A Muslim Reflects on 9/11.
Like many Americans, I watched transfixed as the Twin Towers fell down on September 11, 2001. My coworkers and I hunched around a 6 inch, grainy, black and white, contraband television set on our assistant’s desk. Most of us missed when the first tower fell. But her sharp cry of alarm brought us all running. We arrived in time to watch live as the second tower fell, to our shocked amazement. We did not immediately attribute the act to terrorism. It was not our automatic response as it would be today. The shock was too new. It was unimaginable at first, that this had happened on purpose. We thought the first tower was a terrible accident. Then as the second tower fell, a horrific coincidence. That naivete did not last long. Within the hour it was clear that America was under attack. As planes fell in Pennsylvania and the pentagon, fear replaced shock. We searched to name this unnamed enemy to all Americans. It didn’t take long to name the enemy and the lives of all us to change forever.
As the only Muslim in my office, I was protected from the (sometimes brutal) Islamophobic attacks that others endured that day. Spared because of the unique relationship I’d built with my coworkers over the years. Although not a hijabi, I had worked to teach my colleagues the beauty of Islam BEFORE the attacks. Often explaining the meaning and importance of Ramadan and our two holidays. Sharing with coworkers, things like Eid gifts. I also participated in customs that were important to them, such as weddings and funerals. Somethings I could not Islamically take part in, such as Easter. But I made sure to explain the reason why and to still wish them peace and joy on their holiday. Many of them returned the same wishes for mine. Enthusiastically they wished me an Eid Mubarak (or blessed holiday), and tried to ease my fasting by not bringing food around or inviting me to lunch during Ramadan. Because I had built this relationship of faith and trust before September 11th, I had their full support on September 11th. Others were not so lucky. I received a worried call from my friend in New York City. Her colleague had returned to their job in tears after leaving the building wearing her hijab. She’d been shouted and spit at and nearly choked as someone tried to rip the hijab from her head. Her only option was to run back to the safety of her job. Once there, she removed her hijab out of fear for her life before exiting again.

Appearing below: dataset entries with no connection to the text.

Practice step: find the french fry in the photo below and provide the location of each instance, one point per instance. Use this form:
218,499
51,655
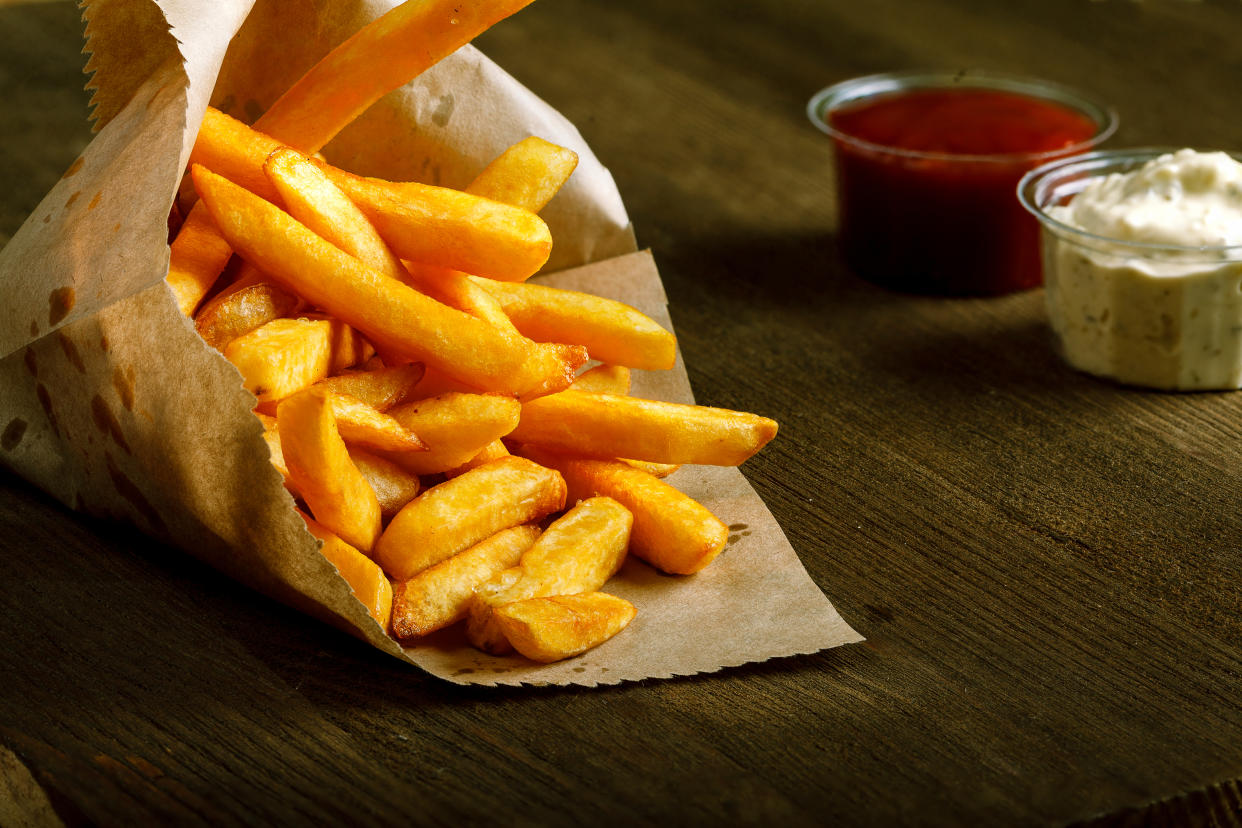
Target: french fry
394,315
610,330
455,428
672,531
322,472
227,317
364,576
363,426
287,355
602,379
578,553
525,175
558,627
440,596
493,451
393,486
381,387
318,204
615,379
460,513
378,58
606,425
451,229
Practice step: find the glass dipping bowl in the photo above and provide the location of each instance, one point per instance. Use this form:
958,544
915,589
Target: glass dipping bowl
1161,317
942,221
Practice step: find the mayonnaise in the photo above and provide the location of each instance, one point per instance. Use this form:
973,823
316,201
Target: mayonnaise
1153,296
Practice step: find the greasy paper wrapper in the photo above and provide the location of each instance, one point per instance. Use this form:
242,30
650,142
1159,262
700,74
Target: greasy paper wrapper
111,402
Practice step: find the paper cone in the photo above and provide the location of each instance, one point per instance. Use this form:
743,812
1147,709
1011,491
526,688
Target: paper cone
111,402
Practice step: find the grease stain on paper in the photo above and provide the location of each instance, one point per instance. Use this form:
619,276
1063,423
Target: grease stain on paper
13,433
123,381
60,302
107,423
71,351
127,489
444,111
45,401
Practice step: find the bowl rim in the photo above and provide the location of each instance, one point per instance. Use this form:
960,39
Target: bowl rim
1104,163
882,83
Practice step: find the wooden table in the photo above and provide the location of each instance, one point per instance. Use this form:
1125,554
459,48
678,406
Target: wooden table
1047,567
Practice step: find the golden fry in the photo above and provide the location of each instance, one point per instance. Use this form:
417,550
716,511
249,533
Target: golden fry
610,330
455,428
379,57
364,576
578,553
604,379
240,312
525,175
549,630
605,425
440,596
380,387
287,355
394,315
393,486
460,513
672,531
362,425
451,229
311,198
319,466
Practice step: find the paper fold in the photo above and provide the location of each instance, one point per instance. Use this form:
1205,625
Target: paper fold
111,402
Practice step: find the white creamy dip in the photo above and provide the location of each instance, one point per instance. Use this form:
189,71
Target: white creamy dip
1137,299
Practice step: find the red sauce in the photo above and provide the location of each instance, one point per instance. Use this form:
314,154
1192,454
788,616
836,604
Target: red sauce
947,225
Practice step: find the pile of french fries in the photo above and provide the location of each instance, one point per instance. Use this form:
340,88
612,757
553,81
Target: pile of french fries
462,442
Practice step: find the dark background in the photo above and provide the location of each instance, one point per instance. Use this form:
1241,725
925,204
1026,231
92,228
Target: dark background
1046,566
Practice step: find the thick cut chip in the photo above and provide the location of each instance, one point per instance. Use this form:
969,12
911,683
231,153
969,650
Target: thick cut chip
525,175
242,310
553,628
323,473
363,575
578,553
362,425
319,204
460,513
379,387
672,531
394,487
378,58
440,596
451,229
455,427
604,379
606,426
493,451
395,317
287,355
610,330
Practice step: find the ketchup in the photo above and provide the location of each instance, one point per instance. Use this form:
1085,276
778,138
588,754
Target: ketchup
927,181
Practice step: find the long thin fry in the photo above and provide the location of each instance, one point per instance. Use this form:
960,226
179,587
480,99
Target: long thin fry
380,57
607,425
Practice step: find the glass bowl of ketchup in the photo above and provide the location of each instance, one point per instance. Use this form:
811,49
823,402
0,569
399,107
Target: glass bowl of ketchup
927,171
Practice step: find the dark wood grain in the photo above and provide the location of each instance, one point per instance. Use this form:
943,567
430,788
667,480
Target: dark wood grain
1047,567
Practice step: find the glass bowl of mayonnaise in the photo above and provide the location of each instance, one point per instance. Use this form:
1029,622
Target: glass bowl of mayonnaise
1143,265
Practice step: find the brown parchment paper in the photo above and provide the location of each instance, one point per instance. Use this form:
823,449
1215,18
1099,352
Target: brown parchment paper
112,404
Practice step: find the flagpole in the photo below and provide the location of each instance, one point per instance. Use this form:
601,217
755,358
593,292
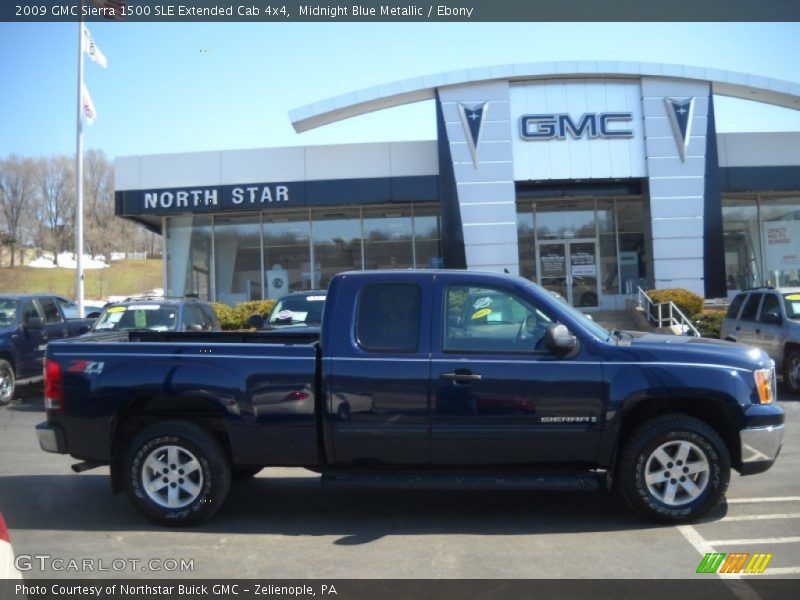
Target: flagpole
79,175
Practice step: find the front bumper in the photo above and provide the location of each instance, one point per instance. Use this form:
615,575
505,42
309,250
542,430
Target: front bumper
51,438
760,448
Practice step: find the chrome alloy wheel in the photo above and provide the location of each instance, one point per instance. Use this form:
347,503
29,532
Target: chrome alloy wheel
172,476
6,384
794,371
676,473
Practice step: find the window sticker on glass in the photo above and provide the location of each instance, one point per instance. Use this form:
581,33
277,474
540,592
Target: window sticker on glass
481,303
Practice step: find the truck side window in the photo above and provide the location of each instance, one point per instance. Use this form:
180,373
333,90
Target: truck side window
751,307
51,314
387,317
29,311
491,320
770,306
733,309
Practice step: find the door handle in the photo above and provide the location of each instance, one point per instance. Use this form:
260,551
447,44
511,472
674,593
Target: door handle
461,375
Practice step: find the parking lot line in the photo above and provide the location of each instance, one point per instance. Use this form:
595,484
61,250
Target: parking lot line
743,541
761,517
760,500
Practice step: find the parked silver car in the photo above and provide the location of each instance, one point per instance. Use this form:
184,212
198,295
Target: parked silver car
768,319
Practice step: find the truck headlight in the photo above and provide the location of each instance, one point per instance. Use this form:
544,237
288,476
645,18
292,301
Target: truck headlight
765,384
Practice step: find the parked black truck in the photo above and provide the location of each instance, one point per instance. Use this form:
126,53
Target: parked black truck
418,378
27,323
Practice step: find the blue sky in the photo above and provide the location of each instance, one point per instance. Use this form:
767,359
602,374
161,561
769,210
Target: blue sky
190,87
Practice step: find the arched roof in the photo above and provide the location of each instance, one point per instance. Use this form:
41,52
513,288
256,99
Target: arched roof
406,91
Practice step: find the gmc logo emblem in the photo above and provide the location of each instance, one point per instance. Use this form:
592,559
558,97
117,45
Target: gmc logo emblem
591,125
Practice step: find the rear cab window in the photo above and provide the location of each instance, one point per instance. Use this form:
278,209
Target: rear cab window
51,312
751,307
388,317
736,305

It was a scary time. Now sixteen years later I wonder have we come much further? The answer is yes and no. It is a roller coaster ride of contradictions, highs and lows. The highs include; increased interfaith collaborations and interactions, increased understanding of Islam by non-Muslims, inclusion of Muslim history and culture in schools and public institutions, more toleration and legal protections for Islamic dress, and the rise in the number of Muslims in politics both state and federal. All of the positive progressions have been met with Al hamdulillah!!! Praise be to God, for bringing us all together during difficult times, and for helping us to include Muslims in the American melting pot.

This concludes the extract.